Background: Diagnosing acute coronary syndrome (ACS) in a primary care setting poses a diagnostic dilemma for physicians.
Objective: We directly compared the diagnostic accuracy of a clinical decision rule (CDR) based on history taking and physical examination in suspected ACS with the risk estimates of the attending GP.
Methods: In a prospective multicenter study, patients suspected of ACS were included by the GP. GPs were asked to estimate the probability (0%-100%) of the presence of ACS. GPs collected patient data, but they were not aware of the CDR and did not score the patient accordingly.

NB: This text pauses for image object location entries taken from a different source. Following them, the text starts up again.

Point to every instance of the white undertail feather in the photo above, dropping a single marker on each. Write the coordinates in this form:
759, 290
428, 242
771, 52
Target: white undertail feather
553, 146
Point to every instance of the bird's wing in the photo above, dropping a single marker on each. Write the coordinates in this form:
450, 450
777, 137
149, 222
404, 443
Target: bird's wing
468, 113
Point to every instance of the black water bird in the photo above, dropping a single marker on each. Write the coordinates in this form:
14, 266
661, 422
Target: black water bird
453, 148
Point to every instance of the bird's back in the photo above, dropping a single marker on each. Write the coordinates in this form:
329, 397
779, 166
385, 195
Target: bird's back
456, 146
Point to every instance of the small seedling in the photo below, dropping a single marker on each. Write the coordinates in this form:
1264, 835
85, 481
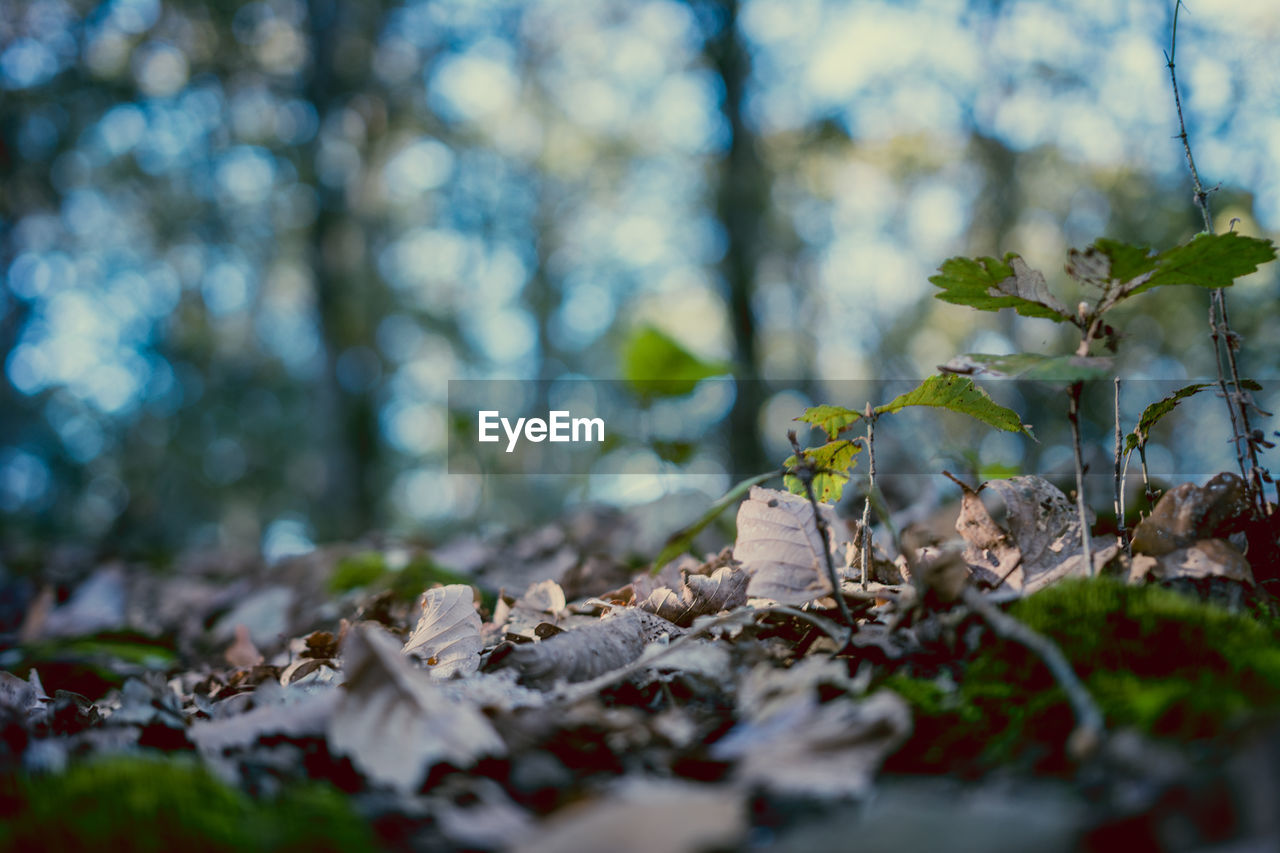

Results: Two hundred and ninety-eight patients were included (52% female, mean age 66 years, 22% ACS). The area under the receiver operating characteristic (ROC) curve (AUC) was 0.75 [95% confidence interval (CI) 0.68-0.82] for the GP risk estimate and 0.66 (95% CI 0.58-0.73) for the CDR. There was an agreement between the risk estimation of the GP and a CDR in 51% and the prevalence of ACS in predefined low-, intermediate- and high-risk groups was similar for the GP and CDR estimates. In the low-risk group, according to the GP, four patients (8.2%) suffered an ACS. These four patients were all identified by the decision rule as high risk.
Conclusions: The GP classified patients as ACS or no ACS more adequately than the CDR, judged by the AUC. However, the use of a CDR in patients that are considered at low risk for ACS by the GP could reduce the amount of missed myocardial infarctions.